I have gone through the stages of denial and anger. It was now time for the upward turn where I would work through this and accept what was to come.
Everything looks a little brighter, if you stare long enough to see the sun beyond the clouds. Everything becomes lighter when you stop to realize the weight of the world has fallen off your shoulders.
Looking back at these past five years, I realize I could have had it worse. Once I let the anger subside, I let myself hold onto hope. With time, I learned I needed to go through all the tests and medications to get better and find a solution.
The in between is a long one. Putting it into words will take some time, but do note the following.
* * *
The PET Scan – positron emission tomography.
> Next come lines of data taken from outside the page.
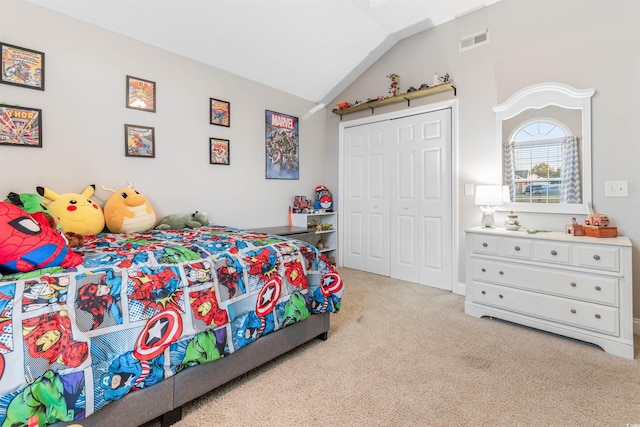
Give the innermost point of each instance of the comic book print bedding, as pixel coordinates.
(143, 307)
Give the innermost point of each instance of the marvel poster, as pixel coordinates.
(282, 146)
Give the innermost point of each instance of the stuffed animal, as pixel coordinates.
(77, 212)
(28, 242)
(32, 203)
(128, 211)
(179, 221)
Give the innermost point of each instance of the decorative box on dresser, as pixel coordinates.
(579, 287)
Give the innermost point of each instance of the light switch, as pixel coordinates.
(616, 188)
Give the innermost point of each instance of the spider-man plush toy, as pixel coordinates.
(27, 242)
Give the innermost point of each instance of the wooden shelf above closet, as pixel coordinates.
(408, 96)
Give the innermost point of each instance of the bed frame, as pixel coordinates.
(165, 399)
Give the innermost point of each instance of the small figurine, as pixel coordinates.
(394, 84)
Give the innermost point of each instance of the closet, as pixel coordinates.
(397, 196)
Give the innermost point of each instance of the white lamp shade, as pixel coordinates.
(491, 195)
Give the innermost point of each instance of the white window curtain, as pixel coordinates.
(570, 182)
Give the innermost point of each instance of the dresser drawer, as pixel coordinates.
(518, 248)
(555, 252)
(579, 314)
(485, 244)
(605, 258)
(585, 287)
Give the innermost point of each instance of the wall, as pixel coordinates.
(84, 115)
(586, 44)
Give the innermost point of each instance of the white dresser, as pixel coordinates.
(579, 287)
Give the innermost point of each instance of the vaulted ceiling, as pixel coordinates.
(312, 49)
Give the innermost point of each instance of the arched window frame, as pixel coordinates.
(564, 96)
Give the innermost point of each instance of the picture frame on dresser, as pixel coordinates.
(139, 141)
(21, 66)
(20, 126)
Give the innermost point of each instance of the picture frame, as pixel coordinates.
(219, 151)
(141, 94)
(20, 66)
(20, 126)
(282, 146)
(219, 112)
(139, 141)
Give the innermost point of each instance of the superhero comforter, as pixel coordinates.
(143, 307)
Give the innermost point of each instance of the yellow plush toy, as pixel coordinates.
(77, 212)
(128, 211)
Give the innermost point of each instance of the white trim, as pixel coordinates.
(453, 105)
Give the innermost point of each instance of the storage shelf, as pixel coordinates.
(408, 96)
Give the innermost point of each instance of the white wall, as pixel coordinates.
(84, 115)
(583, 43)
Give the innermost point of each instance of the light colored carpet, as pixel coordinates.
(402, 354)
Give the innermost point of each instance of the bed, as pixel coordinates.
(150, 321)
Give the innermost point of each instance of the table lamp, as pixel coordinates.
(489, 197)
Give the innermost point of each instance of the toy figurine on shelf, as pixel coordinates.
(395, 79)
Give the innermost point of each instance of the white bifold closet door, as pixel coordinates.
(397, 196)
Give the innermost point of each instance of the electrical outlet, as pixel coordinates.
(468, 189)
(616, 189)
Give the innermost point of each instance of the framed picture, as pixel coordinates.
(20, 126)
(282, 146)
(220, 112)
(22, 67)
(218, 151)
(139, 141)
(141, 94)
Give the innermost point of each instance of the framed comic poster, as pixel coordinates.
(20, 126)
(218, 151)
(22, 67)
(220, 112)
(141, 94)
(139, 141)
(282, 145)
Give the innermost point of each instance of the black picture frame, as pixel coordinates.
(141, 94)
(219, 112)
(282, 146)
(20, 126)
(139, 141)
(219, 151)
(22, 67)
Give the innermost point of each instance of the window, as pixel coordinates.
(537, 157)
(545, 134)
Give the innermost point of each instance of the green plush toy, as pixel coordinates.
(180, 221)
(28, 202)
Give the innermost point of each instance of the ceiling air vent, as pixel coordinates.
(474, 40)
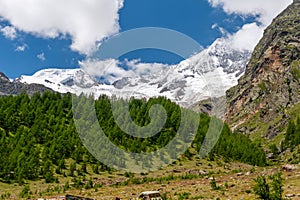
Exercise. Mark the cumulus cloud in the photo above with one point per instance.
(248, 36)
(113, 70)
(9, 32)
(41, 56)
(265, 10)
(21, 48)
(86, 22)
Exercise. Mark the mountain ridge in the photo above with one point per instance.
(205, 75)
(270, 85)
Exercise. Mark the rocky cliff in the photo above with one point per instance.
(271, 83)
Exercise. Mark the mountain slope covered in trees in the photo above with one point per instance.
(38, 136)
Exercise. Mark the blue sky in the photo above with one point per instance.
(26, 49)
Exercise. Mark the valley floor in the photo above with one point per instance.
(190, 180)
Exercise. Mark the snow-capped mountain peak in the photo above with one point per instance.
(204, 75)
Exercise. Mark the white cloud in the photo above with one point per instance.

It is a test used to diagnose health conditions, as well as finding out how existing conditions have developed overtime. In my case, it will help find the unhealthy part of my brain that is causing all my seizures.
Gamma radiation. It didn’t give me the ability to yield great power. What it did give me was the location for the problem.
I couldn’t blame the PET scan for the monster in my head. It had always been there. The continual EEGs, MRIs, CT scans were among the reason’s for the monster’s revolt. However, it wasn’t prepared for what the PET had to offer. It didn’t understand how now I had the surgical decision to make it go away.
I had found its weakness, and I will do everything in my power to end it. I will make sure my brain starts to smile!